Eine vergleichsweise hohe Anzahl an auf Verdachtsmomente zu überprüfenden Einzelobjekten kann häufig als ein Charakteristikum buchzentrierter Provenienzprojekte beschrieben werden, besonders gegenüber Projekten, die anhand anderer Objekt- oder Sammlungstypen forschen. Nur selten haben sich große geraubte Sammlungen en bloc erhalten; meist findet sich Raubgut in unterschiedlichen Gewichtungen in vielen, wenn nicht sogar allen Teilen einer Altbestandsbibliothek. Es ergibt sich also in solchen Large-Scale Collections (Zuschlag 2022, S. 95 f.) oft ein höherer Autopsieaufwand für diejenigen Bestände, für die ein Anfangsverdacht formuliert werden konnte.
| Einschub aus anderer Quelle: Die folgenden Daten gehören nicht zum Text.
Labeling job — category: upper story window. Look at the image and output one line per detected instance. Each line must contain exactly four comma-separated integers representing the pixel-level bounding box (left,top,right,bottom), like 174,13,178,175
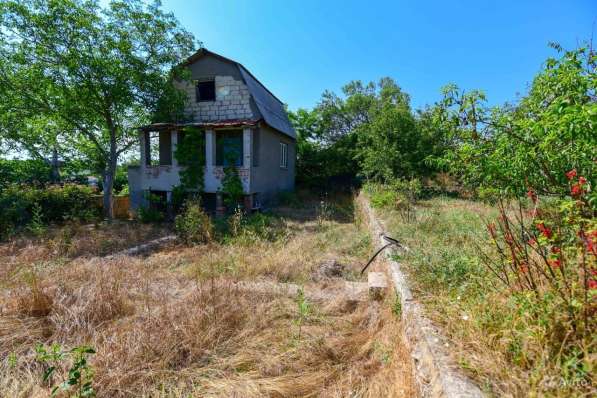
216,130,243,167
195,79,216,102
280,142,288,169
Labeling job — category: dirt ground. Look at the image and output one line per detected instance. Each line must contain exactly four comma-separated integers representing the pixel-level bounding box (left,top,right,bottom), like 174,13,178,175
0,196,416,397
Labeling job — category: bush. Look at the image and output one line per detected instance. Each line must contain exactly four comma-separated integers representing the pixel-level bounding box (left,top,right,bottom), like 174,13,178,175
0,184,101,238
137,193,167,224
174,200,213,244
137,206,164,224
483,170,597,382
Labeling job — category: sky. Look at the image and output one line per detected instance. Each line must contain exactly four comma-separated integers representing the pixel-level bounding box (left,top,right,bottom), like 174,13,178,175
151,0,597,110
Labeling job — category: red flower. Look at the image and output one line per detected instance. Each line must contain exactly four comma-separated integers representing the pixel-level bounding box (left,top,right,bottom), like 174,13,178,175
537,222,551,239
549,258,562,268
566,169,576,180
527,189,537,203
578,230,597,255
487,222,496,239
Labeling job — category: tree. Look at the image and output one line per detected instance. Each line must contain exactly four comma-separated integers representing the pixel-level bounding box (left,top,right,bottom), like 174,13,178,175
435,45,597,197
0,0,196,218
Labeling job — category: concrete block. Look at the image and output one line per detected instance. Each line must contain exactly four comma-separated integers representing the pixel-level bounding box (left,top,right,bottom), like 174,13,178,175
367,272,388,300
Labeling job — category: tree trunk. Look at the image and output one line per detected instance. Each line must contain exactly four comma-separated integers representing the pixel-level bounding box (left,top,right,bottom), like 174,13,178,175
103,165,115,220
50,147,60,184
103,128,118,220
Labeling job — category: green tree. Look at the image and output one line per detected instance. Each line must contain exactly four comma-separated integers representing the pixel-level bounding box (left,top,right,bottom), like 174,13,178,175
434,45,597,196
0,0,196,218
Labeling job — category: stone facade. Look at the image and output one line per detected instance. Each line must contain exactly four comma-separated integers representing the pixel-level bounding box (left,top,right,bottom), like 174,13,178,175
177,76,254,122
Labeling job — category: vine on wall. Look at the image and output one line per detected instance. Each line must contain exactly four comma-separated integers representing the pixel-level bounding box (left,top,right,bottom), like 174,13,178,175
174,127,205,193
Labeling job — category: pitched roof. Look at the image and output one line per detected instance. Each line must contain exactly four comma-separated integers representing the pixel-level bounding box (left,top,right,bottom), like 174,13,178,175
182,48,296,139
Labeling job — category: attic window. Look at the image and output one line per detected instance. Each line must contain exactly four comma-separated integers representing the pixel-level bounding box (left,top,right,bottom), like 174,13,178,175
195,80,216,102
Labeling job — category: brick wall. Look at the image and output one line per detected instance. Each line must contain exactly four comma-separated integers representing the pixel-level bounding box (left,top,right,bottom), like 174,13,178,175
184,76,254,122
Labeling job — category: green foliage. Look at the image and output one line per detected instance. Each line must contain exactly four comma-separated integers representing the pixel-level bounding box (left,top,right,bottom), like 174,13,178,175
222,156,244,209
174,127,205,192
27,203,47,236
294,287,312,342
174,200,214,244
137,193,166,224
434,45,597,196
35,343,95,398
277,191,303,208
0,184,100,238
0,159,51,189
0,0,196,216
392,293,402,318
219,208,280,245
290,78,445,188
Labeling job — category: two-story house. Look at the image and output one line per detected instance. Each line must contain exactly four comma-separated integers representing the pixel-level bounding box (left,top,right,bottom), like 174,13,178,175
128,49,296,210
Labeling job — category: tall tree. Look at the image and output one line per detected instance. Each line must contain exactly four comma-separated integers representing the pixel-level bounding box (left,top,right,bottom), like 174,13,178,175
0,0,198,218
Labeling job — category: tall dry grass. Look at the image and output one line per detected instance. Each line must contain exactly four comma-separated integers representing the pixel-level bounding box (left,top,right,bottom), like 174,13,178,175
0,197,415,397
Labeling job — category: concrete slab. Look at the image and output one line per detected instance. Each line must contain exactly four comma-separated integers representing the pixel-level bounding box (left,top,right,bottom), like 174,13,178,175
367,272,388,300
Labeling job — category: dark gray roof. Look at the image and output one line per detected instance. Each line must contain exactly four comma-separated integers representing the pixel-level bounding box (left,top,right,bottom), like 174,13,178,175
184,48,296,139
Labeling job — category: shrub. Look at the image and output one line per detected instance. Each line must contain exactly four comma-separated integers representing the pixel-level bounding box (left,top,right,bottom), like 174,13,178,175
137,193,166,224
137,206,164,224
174,200,213,244
484,170,597,382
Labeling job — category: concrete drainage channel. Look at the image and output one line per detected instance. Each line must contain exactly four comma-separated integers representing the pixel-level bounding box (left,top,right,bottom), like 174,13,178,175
357,193,484,398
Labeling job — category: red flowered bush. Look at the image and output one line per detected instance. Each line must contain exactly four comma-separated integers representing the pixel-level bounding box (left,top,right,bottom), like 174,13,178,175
484,170,597,386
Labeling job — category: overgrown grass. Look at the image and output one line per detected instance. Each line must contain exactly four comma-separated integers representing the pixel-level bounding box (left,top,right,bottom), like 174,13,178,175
378,198,596,397
0,193,416,397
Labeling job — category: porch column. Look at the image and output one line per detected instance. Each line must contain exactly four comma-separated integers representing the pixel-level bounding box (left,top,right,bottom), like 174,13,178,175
139,131,147,169
243,127,253,195
170,130,178,167
205,130,216,167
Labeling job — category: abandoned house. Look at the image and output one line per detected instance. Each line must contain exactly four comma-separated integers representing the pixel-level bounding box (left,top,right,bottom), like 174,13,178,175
128,49,296,210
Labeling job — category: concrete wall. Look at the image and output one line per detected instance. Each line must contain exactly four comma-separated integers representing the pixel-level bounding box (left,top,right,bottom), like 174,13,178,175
251,124,296,204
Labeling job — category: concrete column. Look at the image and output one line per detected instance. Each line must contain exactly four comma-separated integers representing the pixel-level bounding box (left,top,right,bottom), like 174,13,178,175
243,195,253,213
205,130,216,166
216,192,226,217
170,130,178,167
243,127,253,168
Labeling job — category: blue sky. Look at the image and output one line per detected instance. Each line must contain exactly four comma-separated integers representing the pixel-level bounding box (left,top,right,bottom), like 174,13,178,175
163,0,597,109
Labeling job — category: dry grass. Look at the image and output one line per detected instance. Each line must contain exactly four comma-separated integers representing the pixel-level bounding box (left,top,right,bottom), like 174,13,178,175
0,194,415,397
0,220,170,288
381,198,596,397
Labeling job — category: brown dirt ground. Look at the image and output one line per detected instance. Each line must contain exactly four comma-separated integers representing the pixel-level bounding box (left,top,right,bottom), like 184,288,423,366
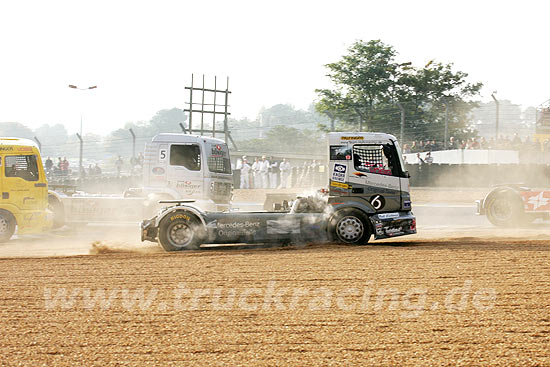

Dieser Aufwand wird überdies durch die Materialität des Objekts ‚Buch‘ verstärkt: Bei einer vollständigen Untersuchung des Objekts sind hier im Unterschied etwa zu Gemälden oder Statuen unbestreitbar mehr Seiten zu kontrollieren. 

Erscheint es indiskutabel, – um beim selben Bild zu bleiben – eine Statue oder ein Gemälde im Zuge einer Provenienzrecherche nicht sprichwörtlich von allen Seiten zu betrachten, so muss derselbe Ansatz doch auch für das Objekt Buch gelten, obgleich es manchmal mehr Seiten aufweisen kann, als Forschenden lieb ist. Kann man etwa angesichts eines über tausendseitigen, großformatigen Lexikonbands leicht der Versuchung erliegen, die Musterung lediglich auf Einband und Titelei zu beschränken, so würde doch niemand auf die Idee kommen, bei einem Gemälde nur die Vorderseite oder bei einer Statue nicht auch die Unterseite zu betrachten, weil hierfür der Aufwand zu hoch erscheint („Rückseitenbefund“, vgl. Zuschlag 2022, S. 85).

Wie also diesem Masseproblem beikommen? Denn oftmals bleiben auch nach der Anwendung des Ausschlussverfahrens, also der Deklaration von Bänden als ‚nicht verdachtsbehaftet‘, etwa als Ergebnis der Durcharbeitung gegebenenfalls vorhandener Quellen wie Akzessionsjournalen oder verschiedener Findmittel, eine Vielzahl von Büchern als potentiell verdächtig bestehen. Eine noch größere Problematik entsteht, wenn solche ergänzenden Quellen zum Objekt teilweise oder in Gänze fehlen.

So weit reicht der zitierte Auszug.